Если бы я догадался, что дело совсем в другом, наверное, все было бы иначе. Если бы я вспомнил, как я сам ощущал себя рядом с отцом, может, удалось бы…
Если бы я мог избавиться от этих вечных условий! Жить без оглядки на всех, без страха обидеть! Я вечно терзаюсь, хотя и знаю, что на всех не угодить. Опять "хотя". Вечные уступки миру, от которых никто не выигрывает!
Тики меня беспокоил. Он замкнулся и отдалился от меня, хоть приходил по-прежнему часто. Но иногда он как бы выпадал, так глубоко задумывался. И терял контроль над еще несовершенными защитами, и я отворачивался, боясь подслушать его мысли.
В эти дни я часто заходил к деду. Изредка брал с собой Романа. Юноша продолжал хроники Братства, пока мы с дедом беседовали перед камином о своем. Дед освобождал от бесконечных бумаг часть стола и пускал туда бледного от почтения первокурсника, а мы устраивались с чашками чая перед камином, вытянув ноги друг другу под кресла. Иногда подолгу молчали, особенно когда я чувствовал, что Арбин устал.
По средам бывал Высший Маг, тогда мы устраивались на диване. Втроем мы молчали чаще. Эмир не спрашивал меня о Тики, он как будто забыл о том эпизоде.

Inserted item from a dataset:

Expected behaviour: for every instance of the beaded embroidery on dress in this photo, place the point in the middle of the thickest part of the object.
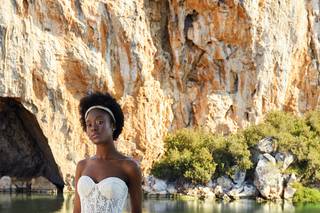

Иногда он спрашивал "как дела?", иногда сам рассказывал о чем-нибудь. Но всегда у него при моем появлении дергался глаз, и я, нервничая, воздвигал защиту к небесам.
Один раз, когда я пришел к деду, его самого в кабинете не было, но были Эмир и Винес. Они вполголоса спорили.
Я вошел и направился к дивану, собираясь подождать Арбина. Винес резко сказал мне:
–Юхас, выйди! Ты мешаешь нам разговаривать!
Не люблю, когда на меня повышают голос.
–Я пришел к деду, а не к тебе, - как можно спокойнее ответил я, стараясь, чтобы голос не дрожал.
–Ты видишь, что его сейчас нет!
– бросил он, раздраженно на меня глядя.
Я пожал плечами, постоял и продолжил продвижение к дивану. В конце концов, это не его кабинет.
–Выйди, я тебя попросил!
– повысил он голос.
–Так не просят, - повернулся я к нему. Мне это стало надоедать.
Он медленно втянул воздух в широкую грудь и пошел на меня:
–Я сказал тебе, братец…
–Винес!
Строгий сухой окрик отца.
Краем глаза я заметил - я внимательно следил за рассчитанными движениями Подлизы, - как из дверей второй комнаты появился дед, как он осторожно удержал Эмира, который дернулся остановить Винеса.
–Не встревай, - сказал Арбин, спокойно глядя на то, как Подлиза подходит ко мне.
–Они собираются драться, - заметил отец.
–Это нормально. Братья всегда дерутся. Ты забыл, как сражались вы с Алессандрой?
Винес, который тоже, видимо, краем уха слушал деда, обернулся и уставился на него с таким же интересом и удивлением, что и я, и Эмир.
–Я? Он?
– в один голос воскликнули мы втроем.
Арбин махнул рукой:
–Не отвлекайтесь, мальчики. Вы дрались, да еще как! Неужели ты не помнишь? Алессандра поколачивала тебя лет до пяти, пока ты не дорос ей до носа и не решился дать сдачу. После этого несладко приходилось ей. Вы постоянно бегали жаловаться друг на друга вашей матери, а она мыла и мазала зеленкой ваши царапины и синяки.
Мы с Винесом дружно перевели взгляды на отца. Тетка Алессандра его поколачивала!
Эмир, кажется, слегка смутился:
–Не помню.
Арбин прошел к дивану и устроился удобнее.
–Жду, - сказал он.
–Чего?
– удивились мы.
–Когда вы закончите выяснение отношений.
Мы с Винесом переглянулись. Драться что-то расхотелось.
Хотя надо бы стукнуть его как следует, чтобы не задавался. В присутствии Эмира братец наглел, и я не собирался это терпеть. Нет, не так, не собирался спускать ему, если он вздумает задирать меня.